With her newfound role and the brand new Oakville Ballet, Amanda is looking forward to developing and defining the culture of youth ballet in Oakville and surrounding areas. Having little knowledge of ballet education, I was unsure how she was hoping to achieve this, but Amanda was quick to offer a confident explanation.

“Our ultimate goal with the new Oakville Ballet is to give students the opportunity to perform full-length productions. These performances are the same as those put on by professional ballet companies with costumes, sets and a live orchestra. We want young dancers to have the opportunity to be immersed in a theatre setting, see the process from beginning to end and to perfect their art form. It is important for them to understand how these experiences can help shape their future careers,” Amanda explained.

The Oakville Ballet’s first production is set to take to the stage in September of this year, and Amanda is using this opportunity to show nearby communities how beautiful and athletic ballet truly is. The first half of the evening will be the Kingdom Of Shades act from the ballet La Bayadére. Amanda described this ballet as, “Very eye-catching and alluring. It is almost mesmerizing to watch the corps de ballet’s entrance in a simple sequence of arabesques repeated over and over, whilst descending in perfect precision down a ramp. This will truly show our audience the undeniable beauty of ballet.”The Oakville Ballet

The second part of the evening will showcase the dancers in Paquita, which also comes from the same Russian choreographer, Marius Petipa.

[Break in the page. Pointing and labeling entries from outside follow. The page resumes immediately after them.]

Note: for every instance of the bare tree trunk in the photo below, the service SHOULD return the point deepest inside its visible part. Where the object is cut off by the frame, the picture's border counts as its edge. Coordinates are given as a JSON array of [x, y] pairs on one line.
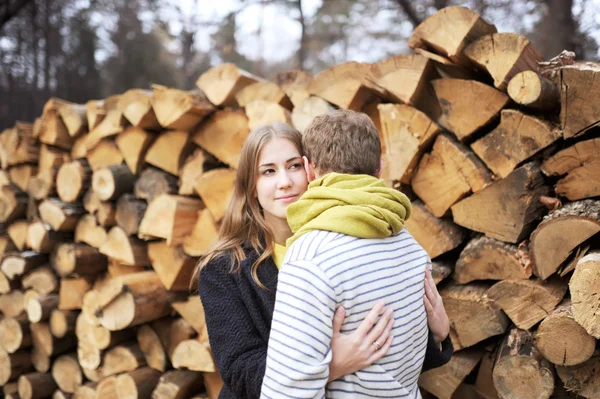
[[303, 44]]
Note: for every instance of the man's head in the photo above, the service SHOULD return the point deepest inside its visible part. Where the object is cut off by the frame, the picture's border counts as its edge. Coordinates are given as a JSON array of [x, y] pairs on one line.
[[342, 141]]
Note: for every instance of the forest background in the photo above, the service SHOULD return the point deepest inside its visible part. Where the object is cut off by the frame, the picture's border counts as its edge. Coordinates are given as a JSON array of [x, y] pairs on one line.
[[79, 50]]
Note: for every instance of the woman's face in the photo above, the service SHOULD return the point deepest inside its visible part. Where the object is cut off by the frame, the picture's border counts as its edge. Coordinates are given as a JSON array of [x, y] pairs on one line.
[[281, 177]]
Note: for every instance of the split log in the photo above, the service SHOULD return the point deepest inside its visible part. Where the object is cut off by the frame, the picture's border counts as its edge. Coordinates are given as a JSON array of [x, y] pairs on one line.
[[103, 338], [138, 383], [583, 379], [215, 187], [560, 233], [445, 380], [295, 84], [112, 124], [507, 209], [169, 151], [192, 311], [448, 174], [485, 258], [173, 267], [305, 111], [129, 213], [473, 316], [104, 154], [517, 138], [17, 231], [584, 293], [61, 216], [153, 347], [20, 175], [120, 246], [180, 110], [263, 90], [39, 309], [503, 55], [561, 340], [346, 85], [110, 182], [42, 185], [36, 386], [72, 180], [527, 302], [581, 163], [580, 109], [261, 113], [405, 132], [12, 304], [223, 82], [534, 91], [18, 146], [7, 285], [193, 355], [67, 373], [19, 264], [62, 322], [13, 203], [42, 280], [74, 118], [13, 365], [133, 144], [49, 344], [145, 300], [520, 370], [467, 105], [86, 391], [223, 135], [15, 333], [122, 359], [449, 31], [194, 166], [170, 217], [137, 108], [153, 182], [96, 110], [436, 236], [41, 238], [178, 384], [88, 231], [79, 259], [71, 292]]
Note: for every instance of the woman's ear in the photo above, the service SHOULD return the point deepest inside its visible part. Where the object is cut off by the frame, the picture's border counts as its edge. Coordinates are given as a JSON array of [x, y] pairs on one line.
[[309, 168]]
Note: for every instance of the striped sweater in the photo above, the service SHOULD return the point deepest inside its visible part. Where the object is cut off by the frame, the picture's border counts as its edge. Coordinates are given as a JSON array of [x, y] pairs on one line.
[[324, 270]]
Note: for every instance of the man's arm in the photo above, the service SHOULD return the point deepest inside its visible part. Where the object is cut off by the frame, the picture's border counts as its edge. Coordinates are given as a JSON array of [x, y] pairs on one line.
[[299, 344]]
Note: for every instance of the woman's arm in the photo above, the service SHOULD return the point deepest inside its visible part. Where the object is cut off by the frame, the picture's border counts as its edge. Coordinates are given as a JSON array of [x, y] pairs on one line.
[[238, 349]]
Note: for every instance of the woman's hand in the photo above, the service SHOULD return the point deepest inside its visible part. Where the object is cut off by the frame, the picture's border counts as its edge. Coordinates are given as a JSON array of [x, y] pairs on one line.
[[367, 344], [437, 319]]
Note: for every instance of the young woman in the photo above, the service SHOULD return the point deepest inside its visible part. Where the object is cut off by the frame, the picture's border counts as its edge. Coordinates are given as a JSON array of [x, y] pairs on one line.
[[238, 277]]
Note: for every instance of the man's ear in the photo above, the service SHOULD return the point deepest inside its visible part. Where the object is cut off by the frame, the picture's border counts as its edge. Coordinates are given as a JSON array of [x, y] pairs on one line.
[[309, 168], [378, 173]]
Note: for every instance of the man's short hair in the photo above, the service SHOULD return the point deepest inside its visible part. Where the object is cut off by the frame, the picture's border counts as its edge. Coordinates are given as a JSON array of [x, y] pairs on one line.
[[343, 141]]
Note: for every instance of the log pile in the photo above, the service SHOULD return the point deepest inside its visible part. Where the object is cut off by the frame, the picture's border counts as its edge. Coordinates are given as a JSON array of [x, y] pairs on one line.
[[105, 208]]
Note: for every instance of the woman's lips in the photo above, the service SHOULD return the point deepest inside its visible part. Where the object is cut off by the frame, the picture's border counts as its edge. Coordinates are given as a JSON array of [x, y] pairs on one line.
[[287, 198]]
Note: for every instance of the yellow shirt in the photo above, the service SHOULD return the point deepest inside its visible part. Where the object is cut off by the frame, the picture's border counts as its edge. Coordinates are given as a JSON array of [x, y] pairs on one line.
[[278, 254]]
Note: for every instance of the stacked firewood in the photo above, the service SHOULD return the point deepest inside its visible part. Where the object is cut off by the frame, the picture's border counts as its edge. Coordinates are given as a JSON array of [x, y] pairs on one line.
[[105, 208]]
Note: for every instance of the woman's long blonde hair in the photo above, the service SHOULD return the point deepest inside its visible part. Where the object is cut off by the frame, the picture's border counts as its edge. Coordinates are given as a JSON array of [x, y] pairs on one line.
[[243, 222]]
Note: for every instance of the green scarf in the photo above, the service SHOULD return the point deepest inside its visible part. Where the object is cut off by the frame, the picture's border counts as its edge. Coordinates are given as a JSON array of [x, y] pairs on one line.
[[356, 205]]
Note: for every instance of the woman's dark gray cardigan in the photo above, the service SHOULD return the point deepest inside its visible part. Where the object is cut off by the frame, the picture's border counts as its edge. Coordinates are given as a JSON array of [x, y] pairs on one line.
[[238, 317]]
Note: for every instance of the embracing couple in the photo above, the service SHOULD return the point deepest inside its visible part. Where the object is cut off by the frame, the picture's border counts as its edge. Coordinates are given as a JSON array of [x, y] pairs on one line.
[[315, 288]]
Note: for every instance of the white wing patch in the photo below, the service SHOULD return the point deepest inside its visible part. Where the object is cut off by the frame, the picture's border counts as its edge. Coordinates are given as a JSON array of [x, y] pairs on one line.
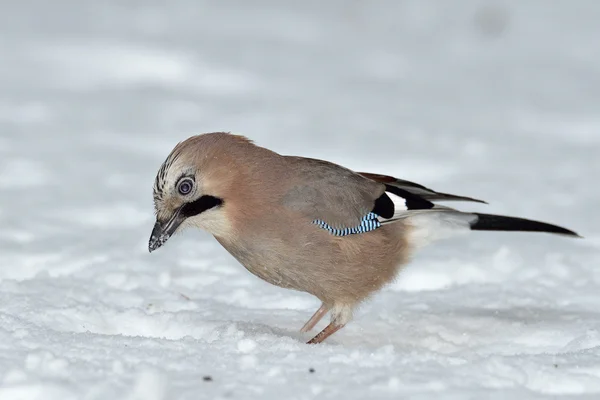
[[400, 208]]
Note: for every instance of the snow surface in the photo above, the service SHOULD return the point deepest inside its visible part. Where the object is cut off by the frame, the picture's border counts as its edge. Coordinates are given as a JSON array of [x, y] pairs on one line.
[[492, 99]]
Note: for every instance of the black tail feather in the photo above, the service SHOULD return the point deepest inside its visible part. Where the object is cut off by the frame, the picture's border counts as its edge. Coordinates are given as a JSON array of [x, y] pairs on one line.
[[488, 222]]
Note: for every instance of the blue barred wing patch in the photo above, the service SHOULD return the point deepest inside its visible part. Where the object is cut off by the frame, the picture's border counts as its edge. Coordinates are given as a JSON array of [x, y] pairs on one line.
[[368, 223]]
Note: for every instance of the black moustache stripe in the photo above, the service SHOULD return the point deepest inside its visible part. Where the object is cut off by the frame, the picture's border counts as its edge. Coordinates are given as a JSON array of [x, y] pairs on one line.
[[199, 206]]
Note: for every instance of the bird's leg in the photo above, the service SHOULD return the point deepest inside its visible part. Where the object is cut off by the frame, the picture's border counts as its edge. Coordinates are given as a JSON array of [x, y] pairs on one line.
[[325, 333], [317, 316]]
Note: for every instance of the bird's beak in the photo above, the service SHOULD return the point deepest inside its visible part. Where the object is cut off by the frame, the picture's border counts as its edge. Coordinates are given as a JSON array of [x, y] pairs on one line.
[[163, 230]]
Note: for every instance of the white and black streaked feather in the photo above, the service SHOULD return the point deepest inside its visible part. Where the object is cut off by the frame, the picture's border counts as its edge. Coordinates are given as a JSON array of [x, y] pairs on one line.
[[161, 176]]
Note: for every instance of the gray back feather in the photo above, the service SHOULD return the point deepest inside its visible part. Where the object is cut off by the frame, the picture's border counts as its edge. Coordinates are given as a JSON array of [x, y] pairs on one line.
[[328, 192]]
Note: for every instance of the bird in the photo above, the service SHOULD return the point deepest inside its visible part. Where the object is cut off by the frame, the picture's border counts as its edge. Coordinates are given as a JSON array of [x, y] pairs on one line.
[[308, 224]]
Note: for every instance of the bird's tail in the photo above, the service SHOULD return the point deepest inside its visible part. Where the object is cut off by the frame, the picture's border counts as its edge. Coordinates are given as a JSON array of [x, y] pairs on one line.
[[433, 225], [489, 222]]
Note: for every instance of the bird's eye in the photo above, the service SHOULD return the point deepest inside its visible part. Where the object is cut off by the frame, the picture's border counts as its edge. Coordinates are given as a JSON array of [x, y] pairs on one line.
[[185, 186]]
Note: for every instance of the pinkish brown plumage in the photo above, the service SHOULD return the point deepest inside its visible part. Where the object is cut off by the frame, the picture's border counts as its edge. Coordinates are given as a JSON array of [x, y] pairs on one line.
[[299, 223]]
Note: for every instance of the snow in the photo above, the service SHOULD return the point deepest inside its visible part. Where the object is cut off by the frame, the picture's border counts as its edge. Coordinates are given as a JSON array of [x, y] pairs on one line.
[[494, 100]]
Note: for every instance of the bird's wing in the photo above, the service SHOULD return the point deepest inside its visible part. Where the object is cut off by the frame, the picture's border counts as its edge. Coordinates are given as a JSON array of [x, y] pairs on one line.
[[416, 189], [340, 199]]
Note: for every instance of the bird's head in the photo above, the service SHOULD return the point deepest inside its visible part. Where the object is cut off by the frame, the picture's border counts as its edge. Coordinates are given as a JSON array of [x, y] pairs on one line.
[[192, 185]]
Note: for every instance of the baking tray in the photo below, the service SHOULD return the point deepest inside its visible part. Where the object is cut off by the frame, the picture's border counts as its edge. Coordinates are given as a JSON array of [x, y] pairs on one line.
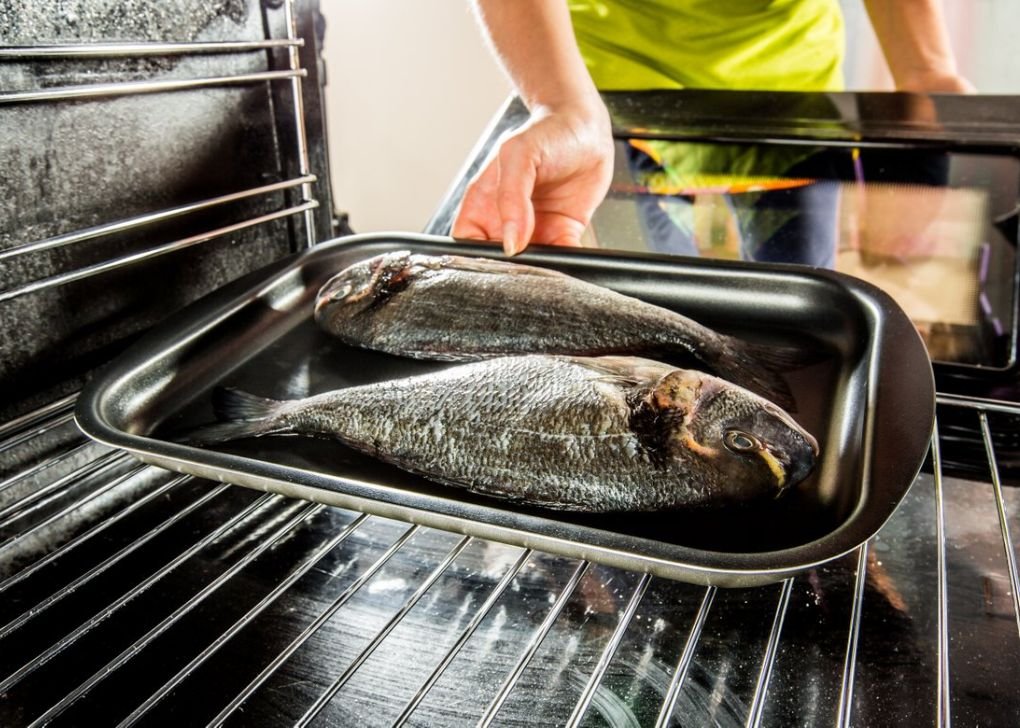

Amanda was quick to explain how difference this piece is from the first. The Paquita suite, without a storyline, focuses on the technical, athletic and artistic skills of both male and female dancers.

Paquita feels so much more like a celebration. It is very uplifting and thrilling to experience. It is all about the dancers showing off their virtuosity in a series of solo variations. The two ballets, La Bayadére and Paquita, shown back to back, will be the perfect example of what ballet truly is: an art form that combines beauty and athleticism in a most exciting way,” Amanda told me.

For the past 30 years, Amanda Paterson and her mother Elizabeth Paterson, have staged The Nutcracker. It has become an Oakville tradition that should not be missed. It is performed every year at the Oakville Centre for the Performing Arts. The Oakville Ballet’s new production will also take place at the Oakville Centre for Performing Arts in September of this year.